Modeling regulations explaining co-expressions parsimoniously

12 November 2014

A personal story

This is my last day as CMM researcher

I’ve been working on bioinformatics since 2002,
- as head engineer of the Bioinfo Lab (MATH^omics)
- as PhD student
- as CRG member
- in the research project CMM–BioSigma S.A.

Collaboration with BioSigma S.A.

Bioleaching bacteria.
We focused on several questions.
One of the key ones was:
understanding transcriptional regulation on A. ferrooxidans
Limitations:
- Cell modification is not feasible
- Knock out is not feasible

Our Approach

Modeling regulation by integrating genomic and transcriptomic data.

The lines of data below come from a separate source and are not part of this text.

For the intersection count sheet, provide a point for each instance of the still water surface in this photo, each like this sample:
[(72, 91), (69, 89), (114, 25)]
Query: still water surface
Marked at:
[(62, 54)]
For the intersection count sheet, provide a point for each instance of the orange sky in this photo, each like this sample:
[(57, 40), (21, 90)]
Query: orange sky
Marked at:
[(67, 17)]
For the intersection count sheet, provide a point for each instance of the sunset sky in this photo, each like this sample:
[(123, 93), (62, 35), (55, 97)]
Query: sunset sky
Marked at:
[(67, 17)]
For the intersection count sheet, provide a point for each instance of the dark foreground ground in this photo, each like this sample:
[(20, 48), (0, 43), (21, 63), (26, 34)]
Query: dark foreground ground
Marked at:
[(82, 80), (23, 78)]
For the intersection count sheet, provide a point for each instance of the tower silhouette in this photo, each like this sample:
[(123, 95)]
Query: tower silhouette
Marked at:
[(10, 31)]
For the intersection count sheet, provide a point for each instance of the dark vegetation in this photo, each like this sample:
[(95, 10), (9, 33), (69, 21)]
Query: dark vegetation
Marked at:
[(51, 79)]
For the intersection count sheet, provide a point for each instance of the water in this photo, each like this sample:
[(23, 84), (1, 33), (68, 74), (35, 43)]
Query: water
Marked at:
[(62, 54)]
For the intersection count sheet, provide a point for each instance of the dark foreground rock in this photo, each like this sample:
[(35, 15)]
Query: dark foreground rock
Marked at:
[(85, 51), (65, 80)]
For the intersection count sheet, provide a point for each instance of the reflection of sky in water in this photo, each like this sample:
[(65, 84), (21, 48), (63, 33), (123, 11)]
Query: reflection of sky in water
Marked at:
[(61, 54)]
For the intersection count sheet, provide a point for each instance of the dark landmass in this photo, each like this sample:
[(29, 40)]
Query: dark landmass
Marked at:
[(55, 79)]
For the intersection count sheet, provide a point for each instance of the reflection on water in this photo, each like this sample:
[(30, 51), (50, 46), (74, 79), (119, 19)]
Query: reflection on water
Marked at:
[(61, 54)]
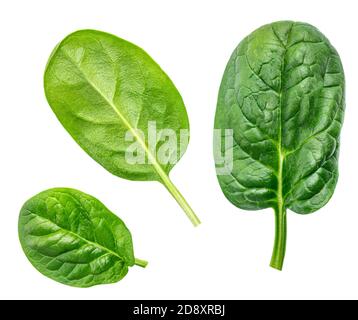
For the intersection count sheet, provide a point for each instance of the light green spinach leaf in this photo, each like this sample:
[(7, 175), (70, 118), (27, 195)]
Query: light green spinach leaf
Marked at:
[(101, 88), (74, 239), (282, 95)]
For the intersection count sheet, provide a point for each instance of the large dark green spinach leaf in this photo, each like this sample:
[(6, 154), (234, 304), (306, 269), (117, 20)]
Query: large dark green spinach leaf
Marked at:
[(73, 238), (282, 95), (101, 87)]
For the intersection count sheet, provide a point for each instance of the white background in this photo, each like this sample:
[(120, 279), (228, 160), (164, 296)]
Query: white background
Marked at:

Microarray results for several stress conditions
- identification of co-expressed genes
Annotated genomic sequence
- Identify putative Transcription Factors and Binding Sites.

Co-expression

Identification of sets of genes sharing similar behaviors through different environmental stresses:

Mutual Information is used to evaluate non-linear co-expression \[I(A;B) = \sum_{a,b} P(a,b)\log\frac{P(a,b)}{P(a)P(b)}.\] where \(P(a)\) and \(P(b)\) are the probability distributions of the random variables associated to the expression profiles of genes \(A\) and \(B\). Their conjoint distribution is \(P(a,b)\).

Significant co-expression

Statistical significance determined using Maximal Relevance/Minimal Redundancy criterion (MRNET).
Several noise sources can affect the result
- Unmeasurable changes can affect regulation
We assume that all genes in each operon are co-expressed
- This helps to simplify the analysis

Pairs of coexpressed operons

Influence graphs: abstraction describing empirical co-expression between genes.
They often do not represent physical interactions
They cannot be interpreted causally.
Even so, they convey information about the underlying transcriptional mechanisms.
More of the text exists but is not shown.